An open API service indexing awesome lists of open source software.

https://github.com/inanyan/gsoc

Google Summer of Code 2024 project
https://github.com/inanyan/gsoc

Last synced: 3 months ago
JSON representation

Google Summer of Code 2024 project

Awesome Lists containing this project

README

          

| __Student__ | [Ruslan Popov](https://github.com/InAnYan) |
|------------------------|-----------------------------------------------------------------|
| __Organization__ | [JabRef e.V.](https://verein.jabref.org/) |
| __Primary repository__ | [JabRef/jabref](https://github.com/jabref/jabref) |
| __Project name__ | AI-Powered Summarization and “Interaction” with Academic Papers |
| __Project mentors__ | [@koppor](https://github.com/koppor/), [@ThiloteE](https://github.com/ThiloteE), [@Calixtus](https://github.com/calixtus/) |
| __Project page__ | [Google Summer of Code Project Page](https://summerofcode.withgoogle.com/programs/2024/projects/nFxX1kbl) |
| __Status__ | Complete |

# Project

## Description

During my Google Summer of Code (GSoC) project, I was working on enhancing JabRef with AI features to assist researchers in their work.
Given the current popularity and enhanced usability of AI technologies, my mentors and I aimed to integrate Large Language Models (LLMs) that would analyze research papers.

To achieve this, the project introduced three core AI features:

- **Chatting with Library Entries**. This feature allows users to interact with their library entries through a chat interface.

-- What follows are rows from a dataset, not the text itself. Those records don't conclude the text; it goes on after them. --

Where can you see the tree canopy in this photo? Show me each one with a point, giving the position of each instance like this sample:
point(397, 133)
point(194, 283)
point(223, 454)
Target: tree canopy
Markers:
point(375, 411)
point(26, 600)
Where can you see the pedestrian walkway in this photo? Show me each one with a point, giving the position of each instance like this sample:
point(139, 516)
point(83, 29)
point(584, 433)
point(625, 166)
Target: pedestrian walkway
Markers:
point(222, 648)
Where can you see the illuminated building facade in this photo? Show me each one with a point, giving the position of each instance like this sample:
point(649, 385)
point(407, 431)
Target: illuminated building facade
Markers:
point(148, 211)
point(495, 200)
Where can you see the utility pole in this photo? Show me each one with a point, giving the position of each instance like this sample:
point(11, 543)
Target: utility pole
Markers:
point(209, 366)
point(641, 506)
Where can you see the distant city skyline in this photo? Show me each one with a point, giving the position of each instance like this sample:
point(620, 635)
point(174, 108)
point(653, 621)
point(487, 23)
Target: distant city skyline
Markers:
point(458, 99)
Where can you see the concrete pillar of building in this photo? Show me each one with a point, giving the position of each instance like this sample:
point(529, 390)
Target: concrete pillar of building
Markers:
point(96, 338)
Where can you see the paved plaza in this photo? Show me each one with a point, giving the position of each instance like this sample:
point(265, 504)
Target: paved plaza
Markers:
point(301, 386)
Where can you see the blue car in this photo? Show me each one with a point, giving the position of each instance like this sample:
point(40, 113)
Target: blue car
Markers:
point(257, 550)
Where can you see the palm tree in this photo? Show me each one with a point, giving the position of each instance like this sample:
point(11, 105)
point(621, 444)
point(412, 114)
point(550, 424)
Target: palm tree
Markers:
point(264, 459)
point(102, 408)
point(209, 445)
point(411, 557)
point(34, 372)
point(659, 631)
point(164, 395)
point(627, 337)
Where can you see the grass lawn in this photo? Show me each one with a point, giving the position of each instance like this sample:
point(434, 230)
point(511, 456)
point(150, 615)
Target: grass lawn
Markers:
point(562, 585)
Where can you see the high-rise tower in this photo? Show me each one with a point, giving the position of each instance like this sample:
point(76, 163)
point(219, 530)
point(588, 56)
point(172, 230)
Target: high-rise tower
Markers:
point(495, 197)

Users can ask questions about specific papers, and the AI will provide relevant answers, making it easier to find and process information without manually searching through the text.
- **Generating Summaries**. The summarization feature provides a concise overview of research papers. This helps researchers quickly understand the content of a paper before deciding whether to read it in full, saving time and effort.
- **Supporting Multiple AI Providers**. To ensure flexibility and robustness, I integrated support for multiple AI providers. This allows users to choose the AI model that best suits their needs and preferences.

The implementation was primarily done in Java using [JavaFX](https://openjfx.io/), with the integration of the [LangChain4j](https://docs.langchain4j.dev/) library (a Java counterpart to the Python-based LangChain). The embedding model part was done with the Java based [DeepJavaLibrary](https://djl.ai/).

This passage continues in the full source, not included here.